Bahkan sebagai seorang kanak-kanak, aku melihat perumpamaan ini dan perumpamaan-perumpamaan lain melintas bagai adegan-adegan nyata di hadapan mataku, dan aku biasa berpikir bahwa, di sana sini, aku mengenali sosok-sosok mereka yang sesekali terlihat dalam kehidupan sekitarku. Dan demikian juga yang terjadi dengan bendahara ini yang selalu aku lihat sebagai seorang yang bongkok dengan jenggot kemerahan, seorang penerima pendapatan.
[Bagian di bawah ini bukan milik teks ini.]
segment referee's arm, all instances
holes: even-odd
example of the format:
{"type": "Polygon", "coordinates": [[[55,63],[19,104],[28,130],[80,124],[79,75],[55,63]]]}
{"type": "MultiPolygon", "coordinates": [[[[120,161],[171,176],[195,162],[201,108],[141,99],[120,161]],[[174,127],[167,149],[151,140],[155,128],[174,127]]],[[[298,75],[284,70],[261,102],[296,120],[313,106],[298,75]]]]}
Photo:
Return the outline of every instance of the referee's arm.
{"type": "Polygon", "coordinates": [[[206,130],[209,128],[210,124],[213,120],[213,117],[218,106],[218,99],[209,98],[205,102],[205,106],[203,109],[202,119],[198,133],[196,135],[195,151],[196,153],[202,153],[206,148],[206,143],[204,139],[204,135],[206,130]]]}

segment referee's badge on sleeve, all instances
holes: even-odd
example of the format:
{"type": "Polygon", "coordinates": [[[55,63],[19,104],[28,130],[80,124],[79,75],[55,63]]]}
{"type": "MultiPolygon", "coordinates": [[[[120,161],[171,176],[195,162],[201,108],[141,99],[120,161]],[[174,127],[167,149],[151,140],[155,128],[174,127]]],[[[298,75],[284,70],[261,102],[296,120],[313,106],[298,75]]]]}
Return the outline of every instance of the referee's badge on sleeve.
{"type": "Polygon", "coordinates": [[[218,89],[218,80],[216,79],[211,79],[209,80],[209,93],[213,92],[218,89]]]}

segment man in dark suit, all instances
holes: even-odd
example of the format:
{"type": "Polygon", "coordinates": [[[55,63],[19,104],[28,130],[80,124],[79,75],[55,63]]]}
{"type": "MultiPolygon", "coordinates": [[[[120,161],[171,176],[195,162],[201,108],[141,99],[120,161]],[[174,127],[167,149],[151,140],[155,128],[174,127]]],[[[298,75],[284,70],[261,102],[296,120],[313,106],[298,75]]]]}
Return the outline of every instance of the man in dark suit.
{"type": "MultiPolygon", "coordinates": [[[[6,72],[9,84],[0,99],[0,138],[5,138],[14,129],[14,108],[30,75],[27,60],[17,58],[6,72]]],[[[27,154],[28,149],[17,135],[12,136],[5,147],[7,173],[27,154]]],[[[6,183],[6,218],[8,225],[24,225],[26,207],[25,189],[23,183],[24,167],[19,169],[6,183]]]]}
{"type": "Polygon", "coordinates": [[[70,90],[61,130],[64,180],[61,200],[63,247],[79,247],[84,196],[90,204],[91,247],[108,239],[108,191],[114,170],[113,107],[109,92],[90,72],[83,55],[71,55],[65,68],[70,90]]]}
Aku biasa melihatnya lari dengan sangat cepat dan gesit di antara para penyewa, membuat mereka menandatangani kontrak dengan sebuah pena. Aku melihat bendahara yang tidak jujur tinggal dalam sebuah kemah istana, di padang gurun Arabia, tak jauh dari tempat di mana Anak-anak Israel meratap. Tuannya, yang tinggal jauh di seberang Gunung Libanus, di sini di perbatasan-perbatasan Palesina memiliki sebuah kebun ladang jagung dan zaitun. Di masing-masing sisi kebun tinggal dua orang petani kepada siapa kebun disewakan. Bendahara ini adalah seorang yang kerdil dan bongkok, amat licik dan penuh siasat. Ia berpikir: "Tuanku masih belum akan datang," dan jadi ia berpesta-pora dan membiarkan segala sesuatu terjadi begitu saja. Kedua orang petani juga kurang lebih sama perangainya; mereka menghabiskan waktu dengan bermabuk-mabukan. Sekonyong-konyong, aku melihat sang tuan datang. Jauh di atas suatu barisan pegunungan yang tinggi, aku melihat sebuah kota dan istana yang indah dari mana sebuah jalanan yang sangat indah menghantar langsung ke kebun. Kemudian aku melihat raja dan segenap pegawainya menuruni gunung dengan sebuah karavan besar yang ditarik onta-onta dan kereta-kereta perang kecil yang rendah yang ditarik oleh keledai-keledai. Aku melihat semua ini sementara aku melihat jalanan-jalanan turun dari Yerusalem surgawi. Rajanya adalah seorang raja surgawi yang memiliki sebuah ladang gandum dan zaitun di bumi ini. Akan tetapi ia datang dengan cara seperti raja-raja partriark, dengan diiringi oleh suatu rombongan besar. Aku melihatnya turun dari atas, sebab orang kerdil itu, sang bendahara, telah dilaporkan kepadanya menghambur-hamburkan pendapatan sang tuan.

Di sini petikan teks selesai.